The team not only sets up trainings and speakers, helps put together reports on the company but also works with teams across the agency on sensitive topics in the content produced for clients. Adriana’s work will build off their DEI report in order to enact a full strategy of objectives, goals and a road map to take action.
“When I saw there was a committee formed already and this is where they wanted to go next, I knew I could use my experience to do strategy and analysis and coaching and use my creative muscles,” she says. “No two days are the same for me.”
DEI’s Past and Future
It’s no surprise that the history of corporate diversity can be pointed to Title VII of the 1964 Civil Rights Act, which was created largely to protect corporations from litigation if they were discriminating. SHRM, the Society for Human Resource Management, says that it “prohibits discrimination in virtually every employment circumstance on the basis of race, color, religion, gender, pregnancy, or national origin.” Pregnant women weren’t protected under the act until 1978, though.
The 1980s brought an onslaught of discrimination suits filed to the Equal Employment Opportunity Commission, leading companies to initiate trainings, sometimes referred to as sensitivity trainings, that were often one-time events, with blind sign offs and acknowledgments of the policies.
As experts Rohini Anand and Mary-Frances Winters reported: “Because the training focused primarily on treating historically underrepresented minorities and women fairly and equitably in White male-dominated environments and on avoidance of lawsuits, nonmembers of these groups resented their exclusion and felt that preferential treatment was being afforded to the targeted groups.”
“Diversity, Equity, and Inclusion as a practice is the response to moving beyond the bare minimum within companies and as a society,” Adriana says. “We know that merely ‘following the law’ leaves plenty of room for various systems of oppression to exist and grow. We’ve seen and experienced it.”
“Diversity, Equity, and Inclusion as a practice is the response to moving beyond the bare minimum within companies and as a society.”
Things have vastly changed as the world’s opinions and the age of the workforce has changed.
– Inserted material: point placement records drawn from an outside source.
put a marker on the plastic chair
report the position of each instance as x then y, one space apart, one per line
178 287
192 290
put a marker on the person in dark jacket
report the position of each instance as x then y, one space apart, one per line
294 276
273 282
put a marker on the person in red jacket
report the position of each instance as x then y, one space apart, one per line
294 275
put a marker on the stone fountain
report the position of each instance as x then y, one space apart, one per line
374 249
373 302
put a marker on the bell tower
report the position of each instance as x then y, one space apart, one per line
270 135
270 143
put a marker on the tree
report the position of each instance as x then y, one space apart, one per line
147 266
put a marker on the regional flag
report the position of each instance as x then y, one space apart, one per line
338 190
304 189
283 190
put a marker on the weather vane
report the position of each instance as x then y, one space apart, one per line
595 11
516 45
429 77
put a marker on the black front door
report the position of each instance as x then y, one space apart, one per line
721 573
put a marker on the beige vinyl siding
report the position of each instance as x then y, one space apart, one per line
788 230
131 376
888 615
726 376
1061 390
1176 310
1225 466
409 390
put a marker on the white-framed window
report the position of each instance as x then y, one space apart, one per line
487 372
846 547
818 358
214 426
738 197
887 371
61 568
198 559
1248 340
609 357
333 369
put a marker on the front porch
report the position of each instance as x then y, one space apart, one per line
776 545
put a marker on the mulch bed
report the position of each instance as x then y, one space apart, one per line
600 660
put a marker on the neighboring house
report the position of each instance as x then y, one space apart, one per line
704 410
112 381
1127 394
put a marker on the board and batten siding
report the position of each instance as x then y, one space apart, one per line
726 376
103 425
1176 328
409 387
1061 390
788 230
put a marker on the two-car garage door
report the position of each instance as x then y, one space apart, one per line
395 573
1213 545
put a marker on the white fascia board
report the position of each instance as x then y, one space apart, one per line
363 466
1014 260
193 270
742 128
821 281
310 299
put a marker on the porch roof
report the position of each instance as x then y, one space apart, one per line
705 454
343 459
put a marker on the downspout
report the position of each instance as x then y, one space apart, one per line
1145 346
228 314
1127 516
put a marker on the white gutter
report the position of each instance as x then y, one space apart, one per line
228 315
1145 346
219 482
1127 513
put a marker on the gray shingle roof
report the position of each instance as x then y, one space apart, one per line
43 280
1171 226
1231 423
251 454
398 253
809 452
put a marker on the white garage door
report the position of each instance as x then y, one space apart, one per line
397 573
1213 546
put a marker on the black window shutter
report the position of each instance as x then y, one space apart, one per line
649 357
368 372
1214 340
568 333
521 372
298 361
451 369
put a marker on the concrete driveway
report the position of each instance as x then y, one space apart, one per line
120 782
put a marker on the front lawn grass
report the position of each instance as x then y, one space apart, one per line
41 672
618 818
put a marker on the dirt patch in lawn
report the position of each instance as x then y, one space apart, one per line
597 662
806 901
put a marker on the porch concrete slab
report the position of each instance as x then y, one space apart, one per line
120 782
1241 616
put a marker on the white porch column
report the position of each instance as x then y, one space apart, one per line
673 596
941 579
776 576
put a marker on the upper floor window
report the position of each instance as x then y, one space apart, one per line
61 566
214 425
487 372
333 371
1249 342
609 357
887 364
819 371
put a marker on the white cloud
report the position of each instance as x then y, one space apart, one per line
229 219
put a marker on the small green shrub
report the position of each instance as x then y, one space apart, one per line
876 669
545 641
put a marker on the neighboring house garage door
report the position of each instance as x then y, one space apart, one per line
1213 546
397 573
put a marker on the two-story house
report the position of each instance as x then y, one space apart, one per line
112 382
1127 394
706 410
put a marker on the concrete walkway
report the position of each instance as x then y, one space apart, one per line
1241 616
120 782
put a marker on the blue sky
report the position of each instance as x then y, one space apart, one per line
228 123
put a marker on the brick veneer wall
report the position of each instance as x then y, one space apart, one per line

When Google published hiring data in 2014 revealing 30% of its employees were women and less than 5% of workers were Black and Hispanic (together, 5%), the tech world faced the beginning of its own reckoning.
Adriana says she’s excited about the future of DEI in a way she hasn’t been in previous years.
“At Movement, we’re not just focused on one -ism like racism or sexism. We’re expanding our knowledge and boldly talking about disability issues, body normativity, mental health, and psychological safety. DEI within Movement is regarded as it should be: an essential business strategy,” she says. “I want that to apply to all companies.”